No. Every calculation runs entirely in your browser via JavaScript. Nothing is transmitted to any server, stored in a database, or logged. Closing or refreshing the tab clears all inputs. This is true whether you're on a phone in a waiting room or a shared computer.
Which guidelines does the calculator follow?
It follows the Institute of Medicine (IOM) 2009 recommendations, which set different total weight gain ranges depending on pre-pregnancy BMI: 12.5–18 kg for underweight, 11.5–16 kg for normal weight, 7–11.5 kg for overweight, and 5–9 kg for obese. These remain the standard cited by most U.S. OB practices.

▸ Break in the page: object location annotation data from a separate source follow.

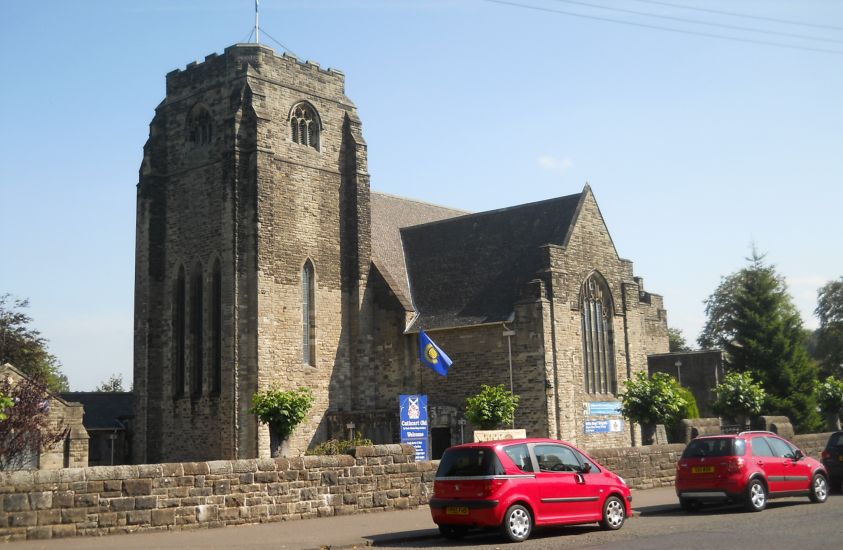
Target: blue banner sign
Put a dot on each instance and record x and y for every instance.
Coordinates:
(414, 427)
(604, 408)
(603, 426)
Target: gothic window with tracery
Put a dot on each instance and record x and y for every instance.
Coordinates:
(304, 125)
(597, 336)
(199, 126)
(308, 316)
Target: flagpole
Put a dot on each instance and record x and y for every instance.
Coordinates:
(257, 23)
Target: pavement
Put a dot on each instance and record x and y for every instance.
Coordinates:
(359, 530)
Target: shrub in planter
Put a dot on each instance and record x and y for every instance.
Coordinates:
(738, 397)
(282, 411)
(492, 408)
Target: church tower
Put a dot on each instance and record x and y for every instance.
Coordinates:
(252, 252)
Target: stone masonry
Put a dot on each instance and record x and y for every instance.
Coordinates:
(124, 499)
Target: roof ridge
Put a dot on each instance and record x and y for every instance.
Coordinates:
(494, 211)
(417, 201)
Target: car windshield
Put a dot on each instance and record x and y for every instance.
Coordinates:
(715, 446)
(469, 462)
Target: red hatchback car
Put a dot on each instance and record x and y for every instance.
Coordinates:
(518, 484)
(750, 468)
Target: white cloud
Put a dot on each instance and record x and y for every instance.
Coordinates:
(554, 164)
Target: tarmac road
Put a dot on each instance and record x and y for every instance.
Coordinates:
(793, 524)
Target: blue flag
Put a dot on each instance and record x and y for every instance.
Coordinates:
(432, 355)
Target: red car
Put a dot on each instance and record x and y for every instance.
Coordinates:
(518, 484)
(749, 468)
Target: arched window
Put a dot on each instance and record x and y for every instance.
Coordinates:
(304, 125)
(597, 336)
(308, 315)
(179, 299)
(216, 329)
(199, 126)
(196, 325)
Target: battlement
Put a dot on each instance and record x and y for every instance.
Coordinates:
(255, 53)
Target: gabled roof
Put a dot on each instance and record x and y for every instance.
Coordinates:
(103, 410)
(469, 270)
(389, 214)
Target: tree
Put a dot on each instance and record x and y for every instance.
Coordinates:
(751, 317)
(114, 384)
(738, 396)
(654, 400)
(27, 430)
(493, 407)
(676, 341)
(830, 333)
(25, 348)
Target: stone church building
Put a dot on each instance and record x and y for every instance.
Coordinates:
(263, 258)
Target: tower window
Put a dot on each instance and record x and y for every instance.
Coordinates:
(304, 125)
(196, 325)
(199, 126)
(308, 316)
(179, 298)
(216, 319)
(597, 336)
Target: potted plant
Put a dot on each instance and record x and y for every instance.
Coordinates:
(494, 407)
(282, 411)
(830, 399)
(650, 401)
(738, 397)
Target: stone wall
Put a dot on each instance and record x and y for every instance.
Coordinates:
(123, 499)
(642, 467)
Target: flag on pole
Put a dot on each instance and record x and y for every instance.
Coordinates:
(432, 355)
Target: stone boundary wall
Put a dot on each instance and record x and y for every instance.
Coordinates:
(40, 504)
(642, 467)
(812, 444)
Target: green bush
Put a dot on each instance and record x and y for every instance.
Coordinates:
(282, 410)
(656, 400)
(339, 446)
(493, 407)
(830, 395)
(738, 395)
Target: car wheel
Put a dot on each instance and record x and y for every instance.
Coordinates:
(690, 505)
(517, 523)
(756, 496)
(614, 514)
(453, 532)
(819, 488)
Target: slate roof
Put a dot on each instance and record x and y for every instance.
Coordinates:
(389, 214)
(103, 409)
(469, 270)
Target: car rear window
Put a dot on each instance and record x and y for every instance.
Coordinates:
(469, 462)
(715, 446)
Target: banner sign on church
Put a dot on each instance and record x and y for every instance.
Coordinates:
(414, 427)
(604, 408)
(603, 426)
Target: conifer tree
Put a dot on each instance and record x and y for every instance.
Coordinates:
(753, 319)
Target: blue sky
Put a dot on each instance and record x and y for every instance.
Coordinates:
(695, 147)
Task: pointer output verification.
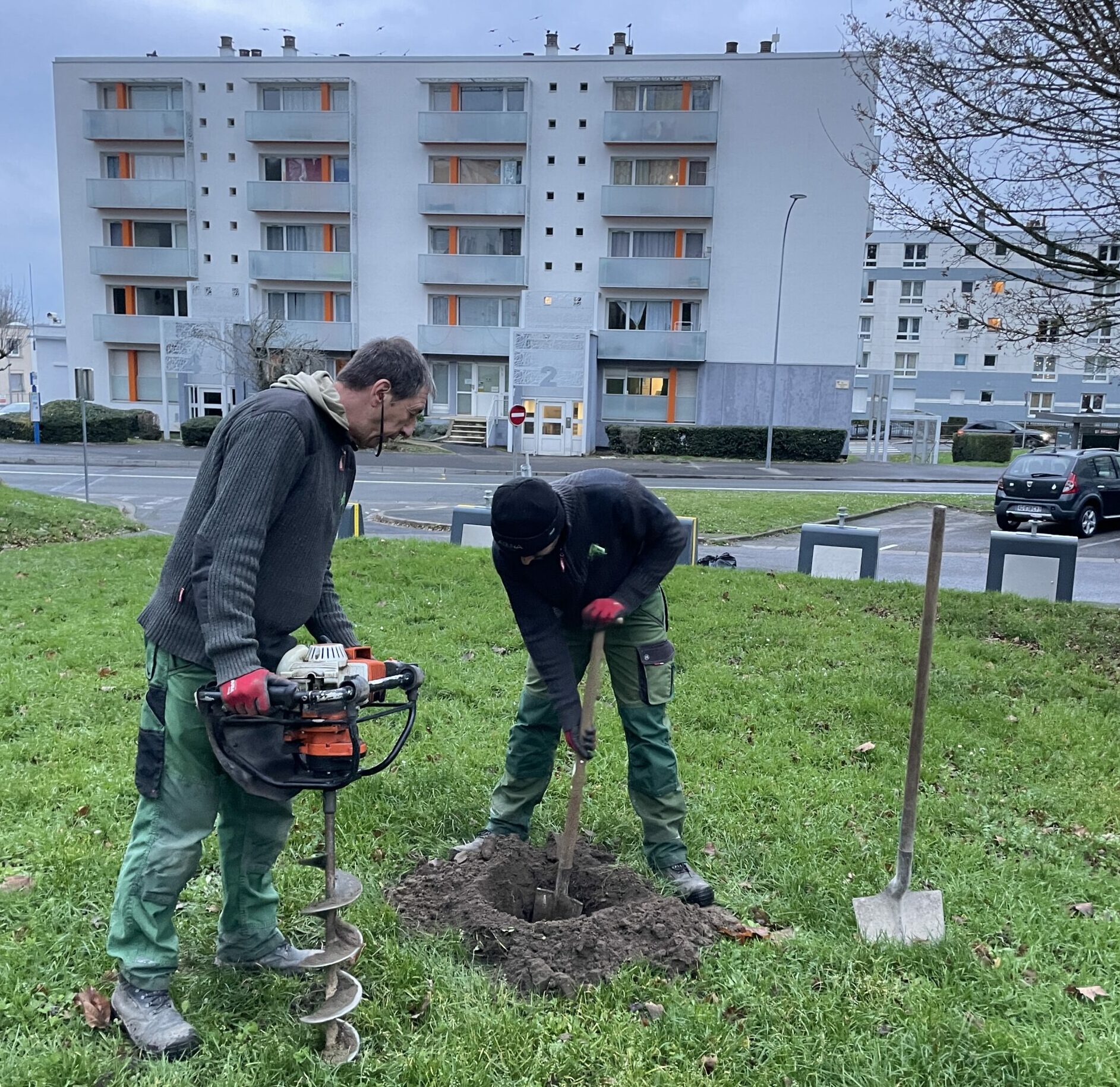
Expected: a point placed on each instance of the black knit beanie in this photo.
(526, 515)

Why does the tool ask for pre-pregnancy BMI rather than current BMI?
Current BMI during pregnancy is not clinically meaningful because the numerator (weight) includes fetal, placental, and fluid mass. Pre-pregnancy BMI is the baseline the IOM guidelines were built on, which is why a 'bmi calculator for pregnant women' really means BMI calculated from your weight before conception.
How accurate are the weekly gain targets?
The weekly values are derived by distributing the IOM trimester ranges linearly across gestational weeks. Because real weight gain isn't perfectly linear — and because floating-point arithmetic introduces tiny rounding artifacts — treat week-level numbers as a reference band, not a precise target. Your care team's scale and judgment matter more than any individual week's number.
Does this work for twin pregnancies?
Yes. Toggle the twins option and the calculator switches to IOM's twin-specific ranges: 16.8–24.5 kg for normal weight, 14.1–22.7 kg for overweight. Twin gains are tracked against a steeper weekly curve, especially in the second trimester.
What should I do if my weight gain is outside the recommended range?
Contact your OB, midwife, or a registered dietitian. This calculator is a reference tool, not a diagnostic. Under- or over-gaining can have multiple causes — fluid retention, nausea, dietary intake — and the right response depends on your full clinical picture, not a single number from a web page.